Почему та же самая фрау Hof говорила девушке, что ей нечего бояться? Почему именно Лейлу, у которой был адвокат и письмо адвоката с просьбой о дульдунге, решили депортировать, а не начали с её женатого брата, давно сидевшего с "белой бумагой" и не имевшего адвоката?


   Ночной визит немецкой полиции напомнил Ивару НКВД - сталинскую службу безопасности, тоже предпочитавшую являться за своими жертвами по ночам.


   Очередная заметка сообщала, что девушка находится в отделении интенсивной терапии и доктора делают для неё всё возможное. Исход же её дела о политическом убежище никто предсказать не может.


   "Они готовят доверчивых читателей к "плохой новости", - догадался Ивар.


  Лейлины братья рассказывали, что врачи каждый день приносят ей букеты
цветов, а когда девушка снова смогла говорить, к ней подселили двух "русских
немок", которые вроде никакими болезнями не страдали. Эти "русские" неизменно крутились в комнате, когда кто-то заходил проведать искалеченную девушку.


   Примерно через месяц Лейла уже кое-как передвигалась на костылях и доктора  говорили, что дело идет на поправку. В ожидании её возвращения шеф лагеря  в поселке L выделил для Лейлы новую комнату - в северном крыле, поближе к женатому брату.  Целых два дня братья и невестка  драили, мыли и вылизывали комнату.


   "Лейла приезжает", - говорили они.


   "Черт  его знает, может она и впрямь получит "азюль"", - думал Ивар, - по крайней мере, до полного выздоровления, на что уйдут годы".


   Никто толком не знал, когда доктора позволят девушке вернуться "домой",то бишь, в лагерь.


   И вдруг,  врачи сказали Лейле, что её выписывают прямо сегодня. Девушке
преподнесли очередной букет,  и она суетливо принялась собирать больничные пожитки.


    "О, нет, - сказали врачи, - не нужно беспокоиться о поезде, её отвезут на скорой помощи".

 
   Лейла радостно позвонила в лагерь:  через двадцать минут она будет "дома"! Напряженно ковыляя на костылях Лейла дошла до лифта.
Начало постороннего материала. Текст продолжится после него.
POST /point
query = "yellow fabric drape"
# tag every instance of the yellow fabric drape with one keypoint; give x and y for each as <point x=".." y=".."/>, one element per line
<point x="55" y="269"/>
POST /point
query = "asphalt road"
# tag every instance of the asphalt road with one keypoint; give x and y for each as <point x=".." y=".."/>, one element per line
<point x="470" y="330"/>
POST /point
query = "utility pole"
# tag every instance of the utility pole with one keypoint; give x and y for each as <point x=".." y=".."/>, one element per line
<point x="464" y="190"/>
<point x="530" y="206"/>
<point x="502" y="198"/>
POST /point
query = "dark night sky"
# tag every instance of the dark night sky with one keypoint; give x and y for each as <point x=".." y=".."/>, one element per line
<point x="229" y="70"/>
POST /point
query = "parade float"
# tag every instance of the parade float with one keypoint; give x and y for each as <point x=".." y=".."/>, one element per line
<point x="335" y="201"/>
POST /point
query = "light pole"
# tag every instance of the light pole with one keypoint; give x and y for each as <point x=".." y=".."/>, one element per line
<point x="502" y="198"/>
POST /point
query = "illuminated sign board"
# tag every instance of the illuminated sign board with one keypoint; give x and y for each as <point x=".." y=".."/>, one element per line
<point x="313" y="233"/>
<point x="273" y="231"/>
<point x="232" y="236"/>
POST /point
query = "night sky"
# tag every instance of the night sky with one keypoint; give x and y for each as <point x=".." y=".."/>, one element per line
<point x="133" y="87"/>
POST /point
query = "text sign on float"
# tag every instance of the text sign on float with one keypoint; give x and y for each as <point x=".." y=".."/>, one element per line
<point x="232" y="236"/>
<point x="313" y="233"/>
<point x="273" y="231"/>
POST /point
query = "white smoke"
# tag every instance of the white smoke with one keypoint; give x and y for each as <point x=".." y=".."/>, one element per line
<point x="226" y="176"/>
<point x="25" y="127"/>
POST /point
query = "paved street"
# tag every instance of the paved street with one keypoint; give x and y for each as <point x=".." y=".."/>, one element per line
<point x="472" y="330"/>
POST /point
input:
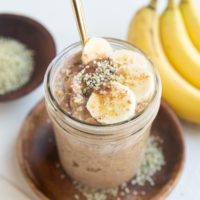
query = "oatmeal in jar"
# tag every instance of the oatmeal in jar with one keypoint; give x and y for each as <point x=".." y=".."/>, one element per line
<point x="102" y="100"/>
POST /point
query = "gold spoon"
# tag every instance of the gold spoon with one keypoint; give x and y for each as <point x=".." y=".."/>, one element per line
<point x="80" y="19"/>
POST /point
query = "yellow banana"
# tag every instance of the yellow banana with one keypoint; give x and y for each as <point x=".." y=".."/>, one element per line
<point x="192" y="20"/>
<point x="144" y="33"/>
<point x="178" y="46"/>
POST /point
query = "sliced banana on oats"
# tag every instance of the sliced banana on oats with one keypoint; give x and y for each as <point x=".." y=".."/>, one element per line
<point x="96" y="48"/>
<point x="125" y="57"/>
<point x="117" y="105"/>
<point x="140" y="81"/>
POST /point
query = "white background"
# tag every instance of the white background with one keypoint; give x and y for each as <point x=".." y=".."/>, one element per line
<point x="104" y="18"/>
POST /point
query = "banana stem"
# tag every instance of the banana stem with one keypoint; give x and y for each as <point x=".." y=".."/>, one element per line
<point x="171" y="4"/>
<point x="153" y="4"/>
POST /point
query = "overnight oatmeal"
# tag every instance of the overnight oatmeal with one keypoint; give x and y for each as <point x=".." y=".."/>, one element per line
<point x="102" y="101"/>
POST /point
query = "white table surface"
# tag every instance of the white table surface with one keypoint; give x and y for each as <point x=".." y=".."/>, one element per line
<point x="104" y="18"/>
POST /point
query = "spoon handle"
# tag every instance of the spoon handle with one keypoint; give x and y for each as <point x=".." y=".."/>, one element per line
<point x="80" y="19"/>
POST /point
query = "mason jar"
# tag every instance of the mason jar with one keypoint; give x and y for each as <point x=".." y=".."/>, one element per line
<point x="100" y="156"/>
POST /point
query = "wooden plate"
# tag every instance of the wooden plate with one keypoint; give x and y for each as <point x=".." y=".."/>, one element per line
<point x="38" y="157"/>
<point x="37" y="38"/>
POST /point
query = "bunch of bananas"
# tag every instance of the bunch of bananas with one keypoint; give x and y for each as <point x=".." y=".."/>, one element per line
<point x="172" y="41"/>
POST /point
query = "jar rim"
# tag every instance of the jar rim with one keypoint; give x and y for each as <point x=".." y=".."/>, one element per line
<point x="56" y="105"/>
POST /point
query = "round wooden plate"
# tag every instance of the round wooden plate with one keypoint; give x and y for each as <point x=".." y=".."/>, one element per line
<point x="38" y="157"/>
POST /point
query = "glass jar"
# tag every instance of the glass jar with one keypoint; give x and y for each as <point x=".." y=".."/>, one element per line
<point x="100" y="156"/>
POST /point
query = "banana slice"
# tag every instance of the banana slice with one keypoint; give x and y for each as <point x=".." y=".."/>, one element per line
<point x="96" y="48"/>
<point x="126" y="57"/>
<point x="117" y="105"/>
<point x="140" y="81"/>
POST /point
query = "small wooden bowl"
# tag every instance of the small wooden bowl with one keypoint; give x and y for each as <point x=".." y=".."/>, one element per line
<point x="38" y="158"/>
<point x="35" y="37"/>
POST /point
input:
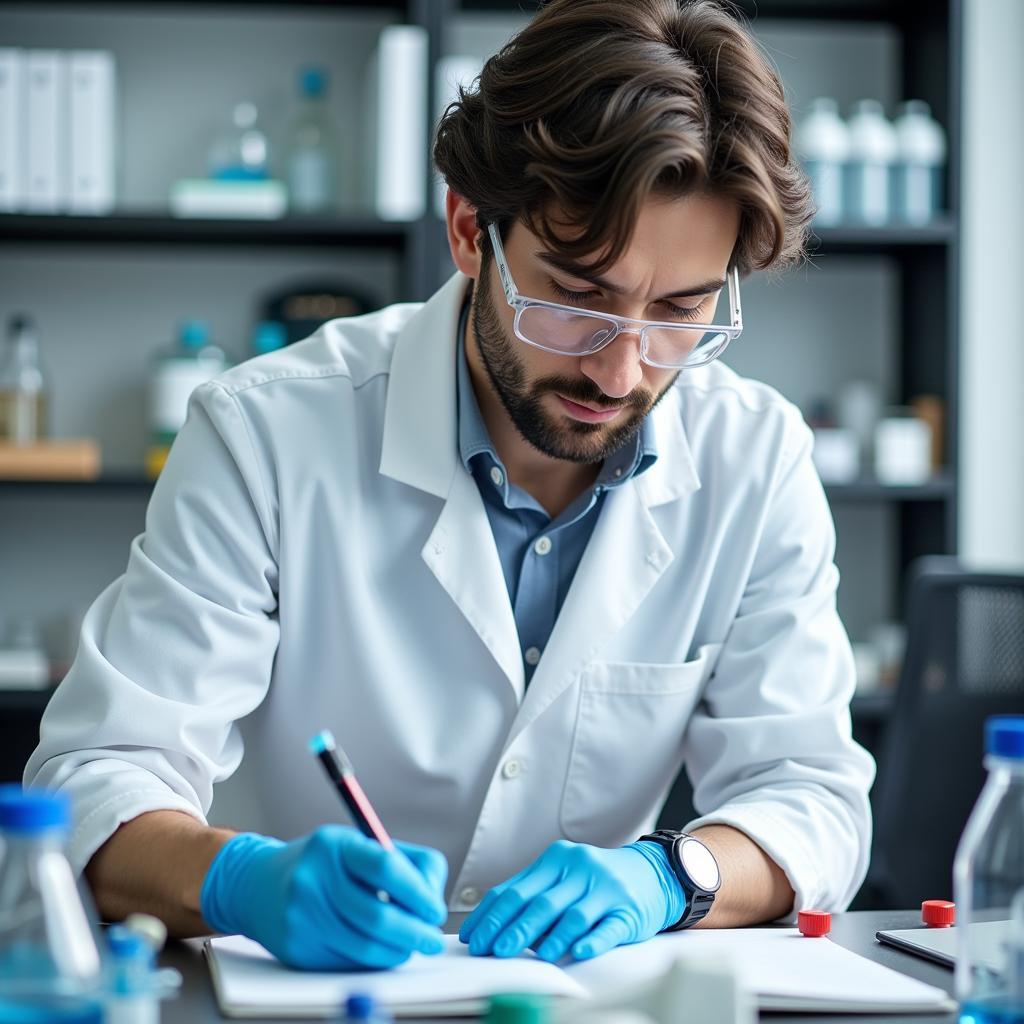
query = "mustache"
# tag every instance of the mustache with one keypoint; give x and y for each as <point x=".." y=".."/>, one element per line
<point x="587" y="391"/>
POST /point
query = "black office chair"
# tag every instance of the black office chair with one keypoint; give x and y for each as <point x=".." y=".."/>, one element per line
<point x="965" y="662"/>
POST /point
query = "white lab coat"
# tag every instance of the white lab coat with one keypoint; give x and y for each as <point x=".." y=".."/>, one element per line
<point x="316" y="556"/>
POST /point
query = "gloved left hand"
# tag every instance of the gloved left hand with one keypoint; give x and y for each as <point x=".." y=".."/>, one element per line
<point x="578" y="899"/>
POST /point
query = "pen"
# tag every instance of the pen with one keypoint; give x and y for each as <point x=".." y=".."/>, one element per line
<point x="339" y="770"/>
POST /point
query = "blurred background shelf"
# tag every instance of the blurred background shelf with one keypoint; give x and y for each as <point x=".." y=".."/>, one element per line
<point x="937" y="489"/>
<point x="158" y="228"/>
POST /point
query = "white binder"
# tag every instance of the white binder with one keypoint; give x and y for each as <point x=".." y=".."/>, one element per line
<point x="45" y="131"/>
<point x="11" y="152"/>
<point x="91" y="123"/>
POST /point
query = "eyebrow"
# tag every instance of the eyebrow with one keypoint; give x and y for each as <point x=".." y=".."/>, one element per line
<point x="576" y="269"/>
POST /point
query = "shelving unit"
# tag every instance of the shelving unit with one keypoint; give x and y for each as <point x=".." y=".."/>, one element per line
<point x="923" y="263"/>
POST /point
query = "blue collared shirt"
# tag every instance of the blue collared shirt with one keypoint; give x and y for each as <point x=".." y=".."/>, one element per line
<point x="539" y="554"/>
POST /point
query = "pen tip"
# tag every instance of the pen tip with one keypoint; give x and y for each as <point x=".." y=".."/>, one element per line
<point x="324" y="740"/>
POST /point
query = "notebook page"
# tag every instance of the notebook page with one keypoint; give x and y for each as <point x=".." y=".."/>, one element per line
<point x="783" y="969"/>
<point x="249" y="978"/>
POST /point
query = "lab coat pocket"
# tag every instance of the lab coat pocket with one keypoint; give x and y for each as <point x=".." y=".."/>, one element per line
<point x="628" y="744"/>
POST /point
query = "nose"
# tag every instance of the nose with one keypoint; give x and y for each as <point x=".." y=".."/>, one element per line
<point x="616" y="369"/>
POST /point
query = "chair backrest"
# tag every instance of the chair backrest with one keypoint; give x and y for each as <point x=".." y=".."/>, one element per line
<point x="965" y="662"/>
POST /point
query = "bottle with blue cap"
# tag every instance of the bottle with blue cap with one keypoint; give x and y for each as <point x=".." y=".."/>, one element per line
<point x="988" y="883"/>
<point x="50" y="968"/>
<point x="360" y="1008"/>
<point x="312" y="151"/>
<point x="178" y="370"/>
Внизу, у главного входа, уже ждал микроавтобус "Скорой помощи", Лейле помогли забраться в него.


   Затем... затем внутрь запрыгнули  трое полицейских, двери захлопнулись,
сирена завыла и "скорая" понеслась прочь.


   Лейла до смерти перепугалась.
   "Домой... лагерь, ... надо... домой, - она с трудом выговаривала немецкие слова.


   "Ты и так едешь "домой"", - ухмыльнулся один из полицейских.


   Девушку доставили в депортационную тюрьму за сотню километров от города N.


   Пять строчек петитом сообщали в "Тюрингер", что девушка-курдянка по выздоровлении была перевезена в тюрьму, а её братья ожидают политического убежища.


   "Ну вот, - думали добропорядочные немцы, - есть все-таки справедливость
на свете:  её братья получат "азюль", а вот девушке придется убраться в Грузию.
В конце концов, власти лучше знают, кто чего заслуживает".


   Появившаяся позднее заметка из четырех слов гласила:  курдянскую девушку отправили в Грузию.


   Братья Лейлы уехали через пару месяцев. Немцы дали им время купить подержанный микроавтобус и набить его до потолка вещами весьма нового вида и несколько сомнительного происхождения. Порой у них случались неприятности с криминальной полицией, но немцы были терпеливы.


   Ивару припомнилось, как Яков орал на него в самом начале этой истории:
"А тебе-то какое дело?"


 И действительно, какое ему, старому "чудаку", было до всего этого дело?